- Über eine Million Menschen in der Schweiz nehmen regelmässig oder gelegentlich Säureblocker ein.
- Eine laufende Studie des Instituts für Hausarztmedizin der Universität Zürich zeigt, dass jede(r) Vierte diese Mittel wieder absetzen oder wenigstens reduzieren könnte.
- Weil beim Ausstieg meist zu radikal vorgegangen wird, gelingt er häufig nicht.
Daniel Birchler leidet seit 15 Jahren an seinem sauren Magen. Und genau so lange sind Säureblocker-Tabletten seine treuen Begleiter: «Das ist zu einem richtigen Morgenritual geworden. Nach dem Aufstehen das Gesicht waschen und dazu ein Tablettchen nehmen.»

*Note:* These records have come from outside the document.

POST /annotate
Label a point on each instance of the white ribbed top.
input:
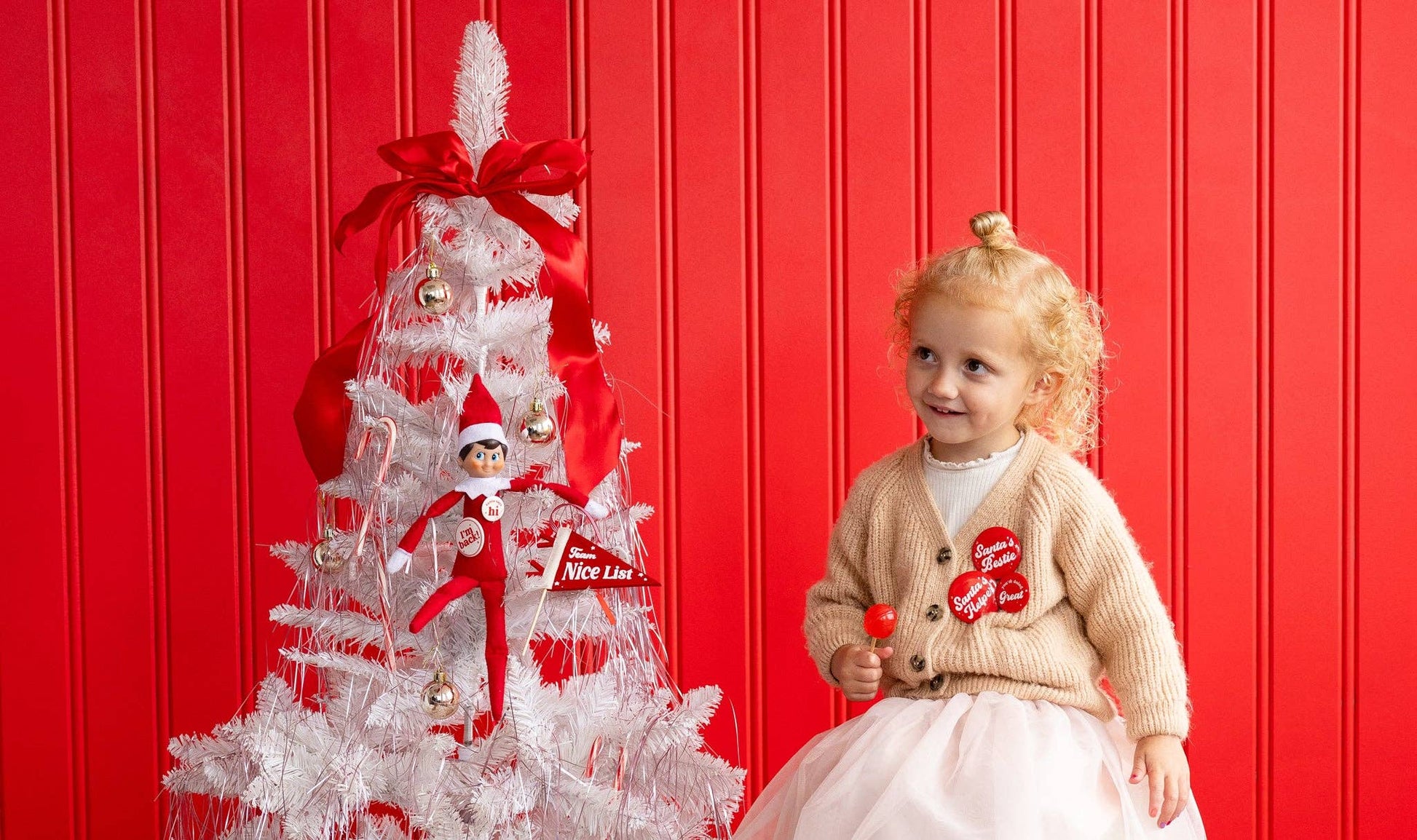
(960, 488)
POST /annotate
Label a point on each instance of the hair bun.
(994, 230)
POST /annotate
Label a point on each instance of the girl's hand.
(859, 670)
(1162, 760)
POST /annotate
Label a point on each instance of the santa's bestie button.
(997, 552)
(971, 595)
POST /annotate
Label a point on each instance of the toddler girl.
(1017, 584)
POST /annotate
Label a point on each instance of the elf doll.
(482, 449)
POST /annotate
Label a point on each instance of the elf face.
(968, 377)
(483, 464)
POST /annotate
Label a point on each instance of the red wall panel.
(760, 175)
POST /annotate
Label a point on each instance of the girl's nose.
(944, 386)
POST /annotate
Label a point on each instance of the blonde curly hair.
(1062, 325)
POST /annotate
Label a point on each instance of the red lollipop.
(880, 622)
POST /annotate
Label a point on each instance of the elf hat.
(481, 417)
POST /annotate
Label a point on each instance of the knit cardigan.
(1093, 603)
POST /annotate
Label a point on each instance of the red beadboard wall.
(760, 172)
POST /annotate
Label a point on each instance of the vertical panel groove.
(240, 332)
(751, 74)
(63, 184)
(404, 118)
(920, 118)
(151, 272)
(580, 119)
(1092, 190)
(669, 336)
(1180, 298)
(1352, 154)
(837, 387)
(320, 189)
(1264, 400)
(1006, 169)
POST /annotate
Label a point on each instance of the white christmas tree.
(343, 741)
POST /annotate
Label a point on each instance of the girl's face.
(968, 377)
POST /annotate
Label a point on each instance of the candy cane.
(384, 619)
(379, 480)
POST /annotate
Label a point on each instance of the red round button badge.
(470, 537)
(997, 552)
(1014, 593)
(971, 595)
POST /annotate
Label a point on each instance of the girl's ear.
(1043, 389)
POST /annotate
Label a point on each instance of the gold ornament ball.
(440, 697)
(537, 425)
(325, 558)
(434, 293)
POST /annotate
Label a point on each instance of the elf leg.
(446, 594)
(492, 593)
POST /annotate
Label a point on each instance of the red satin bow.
(438, 165)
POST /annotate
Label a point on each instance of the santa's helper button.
(971, 595)
(997, 552)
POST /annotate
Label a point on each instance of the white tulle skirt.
(974, 766)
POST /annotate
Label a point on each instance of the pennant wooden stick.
(553, 566)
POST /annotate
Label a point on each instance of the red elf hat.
(481, 417)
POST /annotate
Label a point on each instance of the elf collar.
(475, 488)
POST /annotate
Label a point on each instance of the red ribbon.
(438, 165)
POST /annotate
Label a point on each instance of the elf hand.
(859, 670)
(1164, 762)
(398, 561)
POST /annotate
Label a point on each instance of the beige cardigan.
(1093, 603)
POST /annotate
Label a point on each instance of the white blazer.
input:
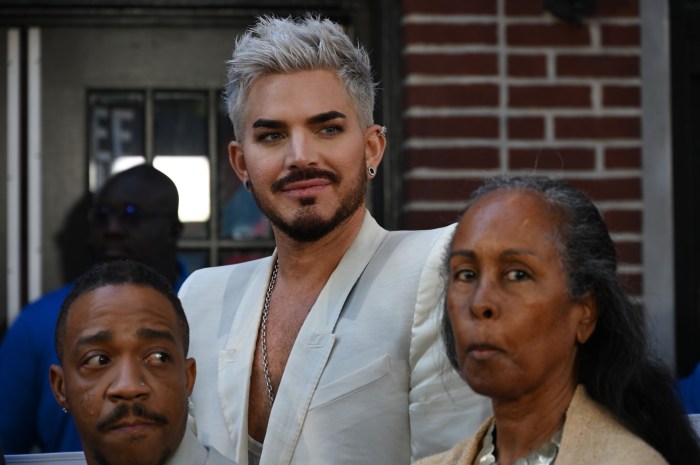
(367, 380)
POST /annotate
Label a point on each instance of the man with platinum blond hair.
(328, 351)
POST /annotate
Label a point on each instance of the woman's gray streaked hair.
(286, 45)
(615, 363)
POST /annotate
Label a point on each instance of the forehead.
(299, 94)
(131, 189)
(510, 215)
(122, 309)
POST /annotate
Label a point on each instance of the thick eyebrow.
(463, 253)
(503, 255)
(327, 116)
(155, 334)
(512, 252)
(97, 338)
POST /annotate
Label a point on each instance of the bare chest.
(276, 337)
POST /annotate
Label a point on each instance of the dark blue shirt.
(29, 413)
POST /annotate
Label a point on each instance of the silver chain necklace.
(543, 455)
(263, 334)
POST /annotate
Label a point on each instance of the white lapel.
(236, 359)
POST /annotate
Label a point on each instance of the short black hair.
(114, 273)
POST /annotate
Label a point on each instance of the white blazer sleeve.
(443, 409)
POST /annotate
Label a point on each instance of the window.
(185, 134)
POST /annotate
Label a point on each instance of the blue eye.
(269, 137)
(331, 130)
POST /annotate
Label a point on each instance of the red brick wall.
(501, 86)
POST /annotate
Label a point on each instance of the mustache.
(302, 175)
(136, 410)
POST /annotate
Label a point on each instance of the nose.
(129, 381)
(485, 300)
(300, 150)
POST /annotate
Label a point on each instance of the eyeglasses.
(130, 215)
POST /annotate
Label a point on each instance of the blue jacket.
(29, 414)
(689, 388)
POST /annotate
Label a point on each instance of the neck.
(528, 422)
(316, 260)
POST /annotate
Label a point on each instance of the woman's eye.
(97, 360)
(516, 275)
(464, 275)
(158, 358)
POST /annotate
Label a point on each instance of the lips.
(132, 426)
(305, 188)
(133, 418)
(303, 181)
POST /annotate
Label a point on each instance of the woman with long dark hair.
(536, 319)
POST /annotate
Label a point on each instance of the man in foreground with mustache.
(327, 352)
(122, 340)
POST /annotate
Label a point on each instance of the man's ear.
(375, 143)
(237, 160)
(58, 386)
(588, 319)
(190, 374)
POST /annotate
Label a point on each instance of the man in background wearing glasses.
(134, 216)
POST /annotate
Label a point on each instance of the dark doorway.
(685, 72)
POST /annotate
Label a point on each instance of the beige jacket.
(366, 382)
(592, 436)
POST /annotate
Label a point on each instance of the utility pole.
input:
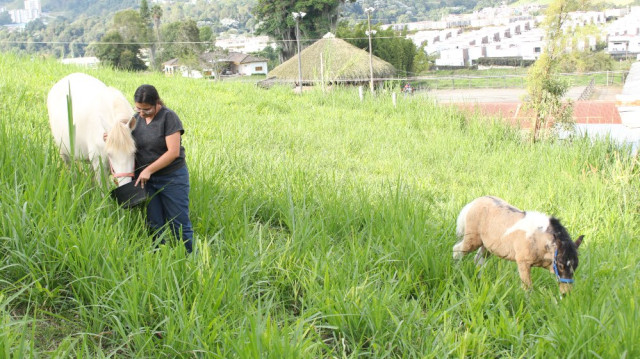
(370, 10)
(297, 16)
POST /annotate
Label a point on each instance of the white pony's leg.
(481, 256)
(100, 167)
(457, 250)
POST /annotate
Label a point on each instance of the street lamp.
(297, 16)
(370, 10)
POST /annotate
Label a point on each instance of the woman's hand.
(143, 177)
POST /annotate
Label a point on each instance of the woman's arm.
(173, 151)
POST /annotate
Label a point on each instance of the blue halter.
(555, 269)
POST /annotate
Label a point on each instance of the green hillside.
(325, 228)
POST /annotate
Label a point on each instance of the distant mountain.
(74, 8)
(387, 11)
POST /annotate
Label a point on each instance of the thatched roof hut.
(332, 60)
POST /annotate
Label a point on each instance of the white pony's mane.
(530, 223)
(120, 139)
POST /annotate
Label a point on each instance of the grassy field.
(324, 228)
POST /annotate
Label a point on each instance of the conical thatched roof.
(342, 62)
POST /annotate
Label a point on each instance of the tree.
(156, 14)
(115, 52)
(131, 26)
(5, 18)
(545, 88)
(182, 42)
(145, 13)
(275, 20)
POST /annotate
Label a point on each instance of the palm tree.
(156, 13)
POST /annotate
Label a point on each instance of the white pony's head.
(121, 150)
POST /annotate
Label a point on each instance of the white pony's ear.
(131, 123)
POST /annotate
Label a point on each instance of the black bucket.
(129, 196)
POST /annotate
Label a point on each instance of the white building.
(624, 33)
(32, 10)
(245, 44)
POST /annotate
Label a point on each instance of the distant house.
(175, 66)
(90, 61)
(243, 64)
(234, 63)
(332, 60)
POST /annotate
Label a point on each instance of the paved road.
(512, 95)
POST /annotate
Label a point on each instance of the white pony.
(97, 109)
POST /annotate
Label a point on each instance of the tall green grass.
(324, 227)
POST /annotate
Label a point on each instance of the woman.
(160, 165)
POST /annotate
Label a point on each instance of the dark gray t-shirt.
(151, 142)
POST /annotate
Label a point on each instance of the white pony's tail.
(462, 220)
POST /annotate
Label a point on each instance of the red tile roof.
(585, 112)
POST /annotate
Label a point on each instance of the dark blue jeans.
(169, 204)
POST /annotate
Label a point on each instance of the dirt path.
(513, 95)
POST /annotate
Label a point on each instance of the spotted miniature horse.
(531, 239)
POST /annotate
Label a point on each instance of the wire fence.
(453, 82)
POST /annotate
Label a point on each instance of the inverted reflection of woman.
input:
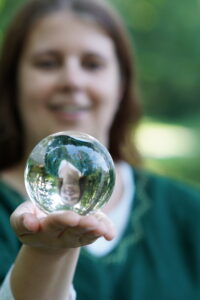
(67, 65)
(70, 191)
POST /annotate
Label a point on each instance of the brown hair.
(128, 114)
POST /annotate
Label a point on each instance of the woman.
(66, 65)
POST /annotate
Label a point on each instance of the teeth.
(69, 109)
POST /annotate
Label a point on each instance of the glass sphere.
(69, 171)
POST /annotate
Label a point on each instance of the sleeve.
(6, 293)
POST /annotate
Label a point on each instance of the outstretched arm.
(46, 263)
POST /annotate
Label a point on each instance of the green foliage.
(167, 45)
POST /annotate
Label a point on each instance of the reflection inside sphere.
(69, 171)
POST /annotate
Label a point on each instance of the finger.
(60, 221)
(107, 226)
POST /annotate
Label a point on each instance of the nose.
(71, 76)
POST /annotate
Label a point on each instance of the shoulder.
(166, 192)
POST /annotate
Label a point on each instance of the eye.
(47, 63)
(93, 64)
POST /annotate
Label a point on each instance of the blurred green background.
(166, 42)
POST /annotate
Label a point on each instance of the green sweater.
(158, 257)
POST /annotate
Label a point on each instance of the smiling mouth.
(69, 111)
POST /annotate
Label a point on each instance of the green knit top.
(157, 258)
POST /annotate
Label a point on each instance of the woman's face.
(69, 79)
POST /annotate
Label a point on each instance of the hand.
(58, 231)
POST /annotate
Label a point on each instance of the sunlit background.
(166, 43)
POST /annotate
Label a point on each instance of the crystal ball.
(69, 171)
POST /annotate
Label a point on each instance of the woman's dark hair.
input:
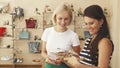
(96, 12)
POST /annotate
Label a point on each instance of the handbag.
(30, 23)
(34, 47)
(24, 35)
(2, 31)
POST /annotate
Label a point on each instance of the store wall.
(112, 6)
(30, 5)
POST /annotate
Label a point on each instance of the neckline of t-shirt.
(59, 32)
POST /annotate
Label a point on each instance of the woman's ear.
(101, 22)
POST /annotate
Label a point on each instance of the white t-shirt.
(59, 40)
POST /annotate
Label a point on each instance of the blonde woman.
(59, 38)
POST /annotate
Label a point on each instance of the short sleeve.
(75, 40)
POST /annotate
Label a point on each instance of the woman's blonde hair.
(60, 8)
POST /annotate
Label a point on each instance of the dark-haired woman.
(98, 49)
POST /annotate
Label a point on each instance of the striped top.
(85, 55)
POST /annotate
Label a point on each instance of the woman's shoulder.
(105, 43)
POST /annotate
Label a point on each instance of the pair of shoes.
(36, 61)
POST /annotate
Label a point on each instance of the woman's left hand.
(71, 61)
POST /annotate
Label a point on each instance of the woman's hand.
(71, 61)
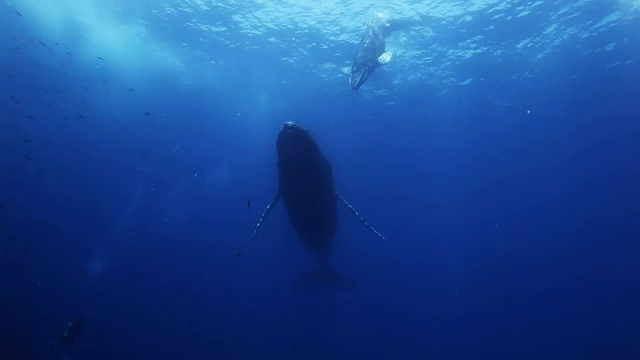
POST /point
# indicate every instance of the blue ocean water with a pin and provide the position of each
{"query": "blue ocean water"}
(497, 152)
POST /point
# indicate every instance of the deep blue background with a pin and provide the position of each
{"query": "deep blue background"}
(512, 228)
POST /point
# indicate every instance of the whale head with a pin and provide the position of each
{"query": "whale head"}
(295, 142)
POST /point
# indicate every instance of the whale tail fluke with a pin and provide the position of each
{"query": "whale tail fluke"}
(324, 278)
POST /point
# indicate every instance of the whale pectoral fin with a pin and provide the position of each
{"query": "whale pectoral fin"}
(362, 220)
(263, 217)
(385, 58)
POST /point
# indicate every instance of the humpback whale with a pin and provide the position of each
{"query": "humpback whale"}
(371, 52)
(307, 190)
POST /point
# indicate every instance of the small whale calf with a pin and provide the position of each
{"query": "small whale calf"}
(307, 190)
(371, 52)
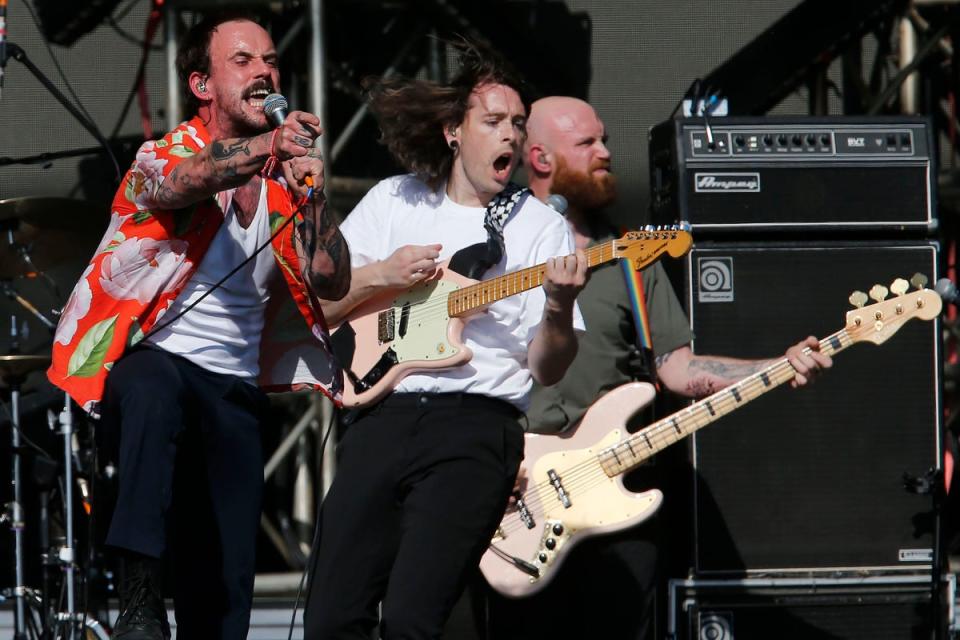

Bei Reflux-Patienten wie ihm funktioniert der Schliessmuskel am Mageneingang nicht richtig. Der aggressive säurehaltige Magensaft kann deshalb zurück in die Speiseröhre fliessen. Dieses saure Aufstossen kann sogar Kehlkopf und Luftwege verätzen.
Um den Magensaft zu entschärfen, wurden Säureblocker – sogenannte Protonenpumpeninhibitoren (PPI) – entwickelt. Eine medizinische Erfolgsgeschichte mit Schönheitsfehler: PPI werden nicht nur oft und gerne verschrieben, sondern allzu oft auch nicht mehr abgesetzt.
Experten gehen hierzulande von mehreren hunderttausend Patienten aus, die problemlos auf PPI verzichten können.
Dass die Säureblocker trotzdem weiter genommen werden, hat für Hausarzt Stefan Neuner-Jehle zwei Gründe: «Zum einen wirken die Medikamente einfach gut.» Verglichen mit früheren Mitteln sei ihre Entwicklung ein Quantensprung gewesen.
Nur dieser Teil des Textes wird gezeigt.